MPAA (R)  CNS/USCCB (O) Roger Ebert (3 1/2 Stars)  Fr. Dennis (3 Stars)

IMDb listing
CNS/USCCB review 
Roger Ebert's review

The Sessions (written and directed by Ben Lewin) is a film that played at the recent 48th Annual Chicago International Film Festival (Oct. 11-25, 2012) prior to its release to "indie"/art house theaters throughout the United States.  The film is based on a 1990 article written by Mark O'Brien (played in the film by John Hawkes) a San Francisco Bay Area journalist, severely disabled since 6 years of age due to polio, who after a good deal of reflection set about to lose his virginity (in his 30s) by means of a "sex surrogate" named Cheryl (played in the film by Helen Hunt).  The original article can be found at Mark O'Brien's archived blog (O'Brien passed away in 1995) under the title "On Seeing a Sex Surrogate."

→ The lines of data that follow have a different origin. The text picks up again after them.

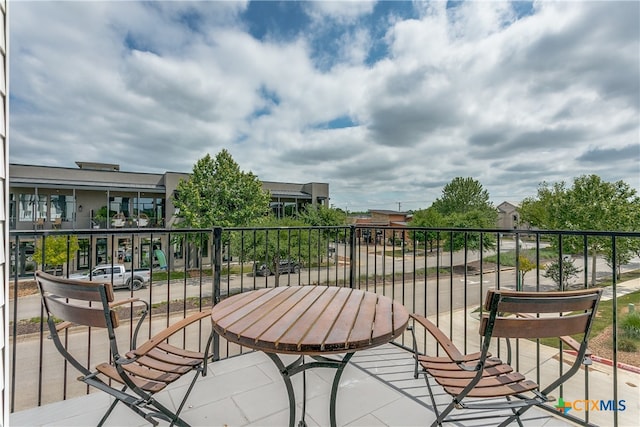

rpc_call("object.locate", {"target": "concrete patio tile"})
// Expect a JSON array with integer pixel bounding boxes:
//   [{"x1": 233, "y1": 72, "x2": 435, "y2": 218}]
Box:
[
  {"x1": 208, "y1": 351, "x2": 267, "y2": 376},
  {"x1": 181, "y1": 396, "x2": 249, "y2": 426},
  {"x1": 10, "y1": 343, "x2": 583, "y2": 427},
  {"x1": 246, "y1": 407, "x2": 320, "y2": 427},
  {"x1": 306, "y1": 375, "x2": 403, "y2": 427},
  {"x1": 369, "y1": 393, "x2": 437, "y2": 426},
  {"x1": 345, "y1": 413, "x2": 387, "y2": 426},
  {"x1": 180, "y1": 364, "x2": 273, "y2": 409},
  {"x1": 233, "y1": 381, "x2": 289, "y2": 423}
]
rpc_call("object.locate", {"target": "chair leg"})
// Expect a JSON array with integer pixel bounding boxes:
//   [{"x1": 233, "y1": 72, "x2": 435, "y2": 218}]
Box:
[
  {"x1": 97, "y1": 396, "x2": 120, "y2": 427},
  {"x1": 408, "y1": 325, "x2": 420, "y2": 379},
  {"x1": 498, "y1": 403, "x2": 532, "y2": 427},
  {"x1": 169, "y1": 367, "x2": 206, "y2": 427},
  {"x1": 423, "y1": 372, "x2": 449, "y2": 427},
  {"x1": 97, "y1": 385, "x2": 158, "y2": 427},
  {"x1": 505, "y1": 396, "x2": 524, "y2": 427}
]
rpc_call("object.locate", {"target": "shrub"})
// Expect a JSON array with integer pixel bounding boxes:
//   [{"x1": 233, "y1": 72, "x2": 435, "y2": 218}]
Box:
[
  {"x1": 620, "y1": 311, "x2": 640, "y2": 339},
  {"x1": 618, "y1": 338, "x2": 638, "y2": 352}
]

I would definitely recommend to any adult having concerns about seeing the movie to first read the article because I do think that most adults would immediately understand.  Yes, the story is definitely an R-rated one (PARENTS please do take note.  This story is not for your kids).  However, it is a remarkable case and the amount of reflection that the poor man does, both BEFORE and (in the article) AFTER should give his readers pause.  This severely disabled man wonders at the end of his article whether his adventure was worth it and he asks this with a sobriety that would impress many/most Confessors.  (Much of the film, in fact, involves discussion between O'Brien and his Confessor (played by William H. Macy).  However, I don't make this assessment here on any dialogue in the film, generally okay but necessarily created/contrived(?) for the film, but rather by O'Brien's own closing paragraphs with which he ends his article.  The frankness and sobriety of his own article make the film credible).

So yes, this is a provocative film, but it is definitely not a dumb one.  And three seconds into the movie I do believe that most viewers will understand.  What difficulties this man had to put up and what thoughts/reflections he nonetheless was able to leave us is IMHO remarkable.